# six eggs



## MoreWater (Oct 2, 2006)

I have 6 eggs I want to use up (this evening, if I get home early enough) - what should I make?

I think I want:
- baked sweet thing 
- easy!
- no packaged mixes 
- no chewy cookies
- preferably something that I can munch on for the rest of the week.... 

I used to bake cakes and cookies and bread and such a lot but haven't really done much of anything in a couple of years now.... 

and work has been pure hell for a couple of weeks and will be for a couple more :sob: 

make anything fabulous lately?


----------



## Marco (Oct 2, 2006)

Yeah. I made those pillsbury instant flaky buns..mm...just cut up and cook...

Join the club oke: were gearing up for tax season


----------



## MoreWater (Oct 2, 2006)

tax season? You're gonna give me a heart attack - and I don't think I'm scheduled for one until April...???

the coffee shop next to my office has awful muffins/scones.... and the two next closest are the same. yuck.


----------



## Heather (Oct 2, 2006)

How about lemon bars? 
Slashfood had a food porn article on them the other day. Good lemon squares are an excellent thing. The recipe posted only uses 4 eggs though. 

http://www.slashfood.com/2006/09/27/food-porn-lemon-bars/


----------



## MoreWater (Oct 2, 2006)

noooo must use 6!

(and I can't do math!)

actually, gorged on lemon tart a week ago so.....


----------



## NYEric (Oct 2, 2006)

Merengue. E.


----------



## likespaphs (Oct 2, 2006)

there is a moosewood dessert cookbook with a [email protected] pound cake recipe. 
and, for the other two eggs, have an omelet....


----------



## Heather (Oct 2, 2006)

There's not a lot of recipes that call for six eggs unless they're custard based. This one sounded kind of yummy. Jasper White's Maple Sugar Creme Caramel from Classic Home Desserts by Richard Sax (which is a fabulous book, btw!)

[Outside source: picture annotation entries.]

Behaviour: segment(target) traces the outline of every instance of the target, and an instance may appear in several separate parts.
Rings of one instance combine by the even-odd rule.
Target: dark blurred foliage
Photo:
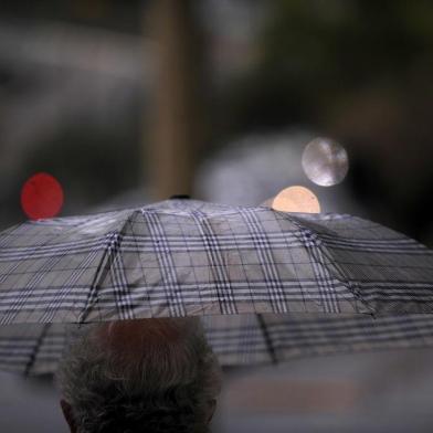
[[[433,192],[433,3],[276,0],[223,96],[231,133],[305,125],[347,146],[371,218],[423,239]]]

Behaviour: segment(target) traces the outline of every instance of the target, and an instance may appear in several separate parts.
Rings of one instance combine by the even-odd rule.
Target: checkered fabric
[[[203,316],[203,327],[222,366],[281,363],[294,358],[345,352],[433,347],[432,315],[242,314]],[[0,370],[54,373],[73,324],[0,327]],[[86,325],[83,325],[84,327]]]
[[[383,347],[427,345],[432,253],[356,216],[193,200],[27,222],[0,233],[0,367],[15,362],[14,341],[25,370],[39,371],[35,360],[63,345],[62,324],[144,317],[203,316],[229,363],[266,361],[258,347],[267,360],[328,352],[337,335],[340,348],[349,337],[347,347],[376,347],[374,335]],[[353,335],[320,336],[320,317]],[[237,349],[220,350],[221,336]]]

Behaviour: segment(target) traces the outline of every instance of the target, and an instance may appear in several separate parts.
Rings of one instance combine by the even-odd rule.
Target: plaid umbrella
[[[0,234],[8,370],[55,369],[68,324],[201,316],[251,365],[432,346],[432,251],[350,215],[168,200]]]

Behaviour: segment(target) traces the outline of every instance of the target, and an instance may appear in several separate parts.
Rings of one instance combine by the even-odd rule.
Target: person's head
[[[57,372],[71,432],[208,432],[220,369],[199,320],[125,320],[80,334]]]

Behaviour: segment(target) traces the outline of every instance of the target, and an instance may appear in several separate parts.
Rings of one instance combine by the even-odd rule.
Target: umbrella
[[[432,251],[345,214],[196,200],[0,234],[0,368],[55,370],[67,328],[200,316],[222,363],[433,345]]]

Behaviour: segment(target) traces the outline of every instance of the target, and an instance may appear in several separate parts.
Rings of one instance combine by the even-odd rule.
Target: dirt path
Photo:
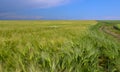
[[[114,29],[113,26],[102,26],[102,27],[100,28],[100,31],[103,31],[103,32],[105,32],[105,33],[113,36],[113,37],[116,38],[118,41],[120,41],[120,33],[116,33],[116,32],[114,32],[114,31],[112,31],[112,30],[116,30],[116,29]]]

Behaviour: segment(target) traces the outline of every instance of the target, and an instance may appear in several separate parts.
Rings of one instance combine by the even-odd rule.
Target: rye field
[[[0,21],[0,72],[120,72],[115,22]]]

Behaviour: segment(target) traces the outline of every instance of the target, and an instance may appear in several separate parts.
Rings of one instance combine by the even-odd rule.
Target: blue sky
[[[120,0],[0,0],[0,19],[119,20]]]

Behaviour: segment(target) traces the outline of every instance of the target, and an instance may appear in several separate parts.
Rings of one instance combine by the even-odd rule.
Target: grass
[[[120,44],[96,21],[0,21],[0,72],[120,71]]]
[[[120,30],[120,24],[116,24],[114,27],[115,27],[117,30]]]

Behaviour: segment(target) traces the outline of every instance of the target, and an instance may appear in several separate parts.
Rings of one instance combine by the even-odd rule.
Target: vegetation
[[[120,30],[120,24],[114,26],[117,30]]]
[[[120,44],[96,21],[0,21],[0,72],[119,72]]]

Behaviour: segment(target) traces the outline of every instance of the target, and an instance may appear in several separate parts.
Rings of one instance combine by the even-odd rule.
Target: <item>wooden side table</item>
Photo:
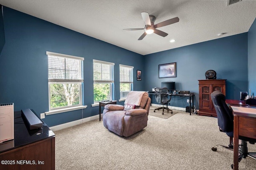
[[[111,102],[110,102],[111,101]],[[109,102],[99,102],[99,115],[100,115],[100,114],[101,114],[101,107],[104,107],[106,105],[109,104],[116,104],[116,100],[110,100]]]

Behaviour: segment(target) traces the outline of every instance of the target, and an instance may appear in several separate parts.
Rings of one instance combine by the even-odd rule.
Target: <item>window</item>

That might not really be what you're looking for though.


----------



## Marco (Oct 2, 2006)

By week do you mean work week or calendar week? If you mean work week you can have 1 scrambled egg for breakfast every morning for the next 6 days. oke: no baking involved.

How about rice krispies treats?


----------



## Heather (Oct 2, 2006)

Marco said:


> By week do you mean work week or calendar week? If you mean work week you can have 1 scrambled egg for breakfast every morning for the next 6 days. oke: no baking involved.
> 
> How about rice krispies treats?



Marco, you don't cook much do you? oke:
There's no eggs in rice krispies treats. Though, she could have those with her scrambled eggs I suppose.


----------



## Marco (Oct 2, 2006)

yup  . the extent of my culinary capabilites only extend to a microwave, can opener and fork.


----------



## Ron-NY (Oct 2, 2006)

here you go..you can use all six eggs with this one

Pound Cake

1 1/2 cups butter 
6 eggs 
3 cups all-purpose flour 
2 1/2 cups white sugar 
3 teaspoons baking powder 
1/2 teaspoon salt 
1 1/2 teaspoons vanilla extract 
3/4 cup milk 

--------------------------------------------------------------------------------

DIRECTIONS:
Grease and flour a tube or Bundt pan. Do not preheat oven. 
In a medium bowl, mix flour, baking powder and salt. Set aside. 
In a large bowl, cream butter and sugar until light and fluffy. Add eggs one at a time, mixing well each time. add vanilla. 
Add flour mixture alternately with milk. Beat until smooth. Pour batter into tube or Bundt pan. 
Place cake into cold oven, set the temperature to 350 degrees F (175 degrees C) and bake for 60 to 90 minutes, or until toothpick inserted into center of cake comes out clean. 
Top with confectioners sugar or glaze.


----------



## MoreWater (Oct 2, 2006)

I think Ron has the winning recipe! Thank you  
Just didn't get home early enough to do anything today. Just where did the day go....? 
But no matter, I can't decided whether or not to put nuts or choc chips or something in it too....


----------



## Marco (Oct 2, 2006)

put both


----------



## TADD (Oct 3, 2006)

Egg salad with sugar in it....


----------